I find it real hard telling friends. All of my friends think I've got nothing wrong at all, since I am very good at hiding it, and also because I can display the right emotion at the right times, and I can empathise easily. Being able to display those can ''take off points'' in making your AS look visible, which is quite lucky for me, even though I do make silly social mistakes sometimes. But, I suppose we all do, and people do forget, as long as you just carry on being how you were before the small social mistake, then it shouldn't really be a problem.

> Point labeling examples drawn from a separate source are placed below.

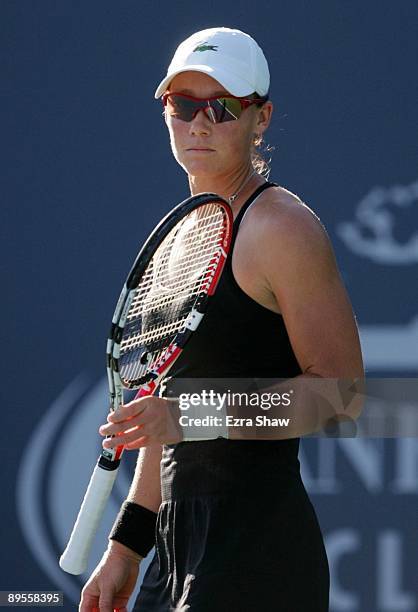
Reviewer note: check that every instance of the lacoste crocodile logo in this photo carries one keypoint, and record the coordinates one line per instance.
(205, 47)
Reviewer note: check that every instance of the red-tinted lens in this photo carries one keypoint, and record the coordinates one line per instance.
(218, 110)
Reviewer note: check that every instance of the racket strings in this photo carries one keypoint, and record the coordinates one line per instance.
(179, 271)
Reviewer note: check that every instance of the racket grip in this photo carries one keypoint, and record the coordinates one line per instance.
(75, 557)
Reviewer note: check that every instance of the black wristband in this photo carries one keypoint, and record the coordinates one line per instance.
(135, 528)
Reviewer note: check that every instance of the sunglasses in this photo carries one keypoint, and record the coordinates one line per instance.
(218, 109)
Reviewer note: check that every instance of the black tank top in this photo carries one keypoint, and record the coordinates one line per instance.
(238, 338)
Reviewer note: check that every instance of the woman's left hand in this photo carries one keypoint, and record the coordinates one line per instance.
(142, 422)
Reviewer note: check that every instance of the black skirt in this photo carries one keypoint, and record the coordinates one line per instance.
(235, 530)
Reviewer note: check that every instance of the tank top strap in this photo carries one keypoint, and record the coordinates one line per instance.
(246, 206)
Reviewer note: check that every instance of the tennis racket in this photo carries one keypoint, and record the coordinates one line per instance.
(161, 305)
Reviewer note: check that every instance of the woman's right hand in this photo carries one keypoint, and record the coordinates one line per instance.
(112, 582)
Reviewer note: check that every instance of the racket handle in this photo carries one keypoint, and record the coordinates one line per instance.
(74, 558)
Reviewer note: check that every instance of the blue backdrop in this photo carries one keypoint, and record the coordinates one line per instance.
(85, 149)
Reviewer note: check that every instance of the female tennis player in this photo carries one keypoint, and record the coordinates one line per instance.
(229, 516)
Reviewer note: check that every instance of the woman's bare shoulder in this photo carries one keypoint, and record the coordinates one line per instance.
(279, 209)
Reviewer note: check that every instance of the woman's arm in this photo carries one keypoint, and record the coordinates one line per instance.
(146, 485)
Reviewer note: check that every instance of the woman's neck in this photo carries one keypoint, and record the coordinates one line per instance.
(234, 189)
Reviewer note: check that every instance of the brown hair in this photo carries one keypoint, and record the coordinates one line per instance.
(260, 151)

But I seem to have this phobia of people knowing that I have a disability. My mum says to me, ''if you tell them, they won't think any less of you. They will like you for who you are'', and I know she's right, but it's really hard for me to identify the reason why I don't want to tell people, even though there is some sort of reason. I'm the type of person who likes everything to have a good reason attached to it, so there must be a good reason as to why I don't want to tell people about my disability, but I can't seem to find out what it is. Will it shock people if I told them? Will it suddenly make them feel quite afraid of me? Sometimes NTs think people with disabilities are unpredictable - even though I wasn't unpredictable before telling them. But no - I think the main reason why I'm so reluctant to tell people about it is because of the shame. AS is such a cruel, nasty thing to have, because it makes me feel like a freak of nature. Humans are meant to be social, and I've got that part missing from my stupid brain (if I've got one), so that is why I'm ashamed of it. Then people might think, ''oh, if she's got a disability, what's she like behind closed doors? She might just be putting on a front to meet friends, then the closer I get to her, she might suddenly start being whatever this disability is.'' I know that isn't what Autism is about, but to NTs who don't understand Autism, Autism could be anything.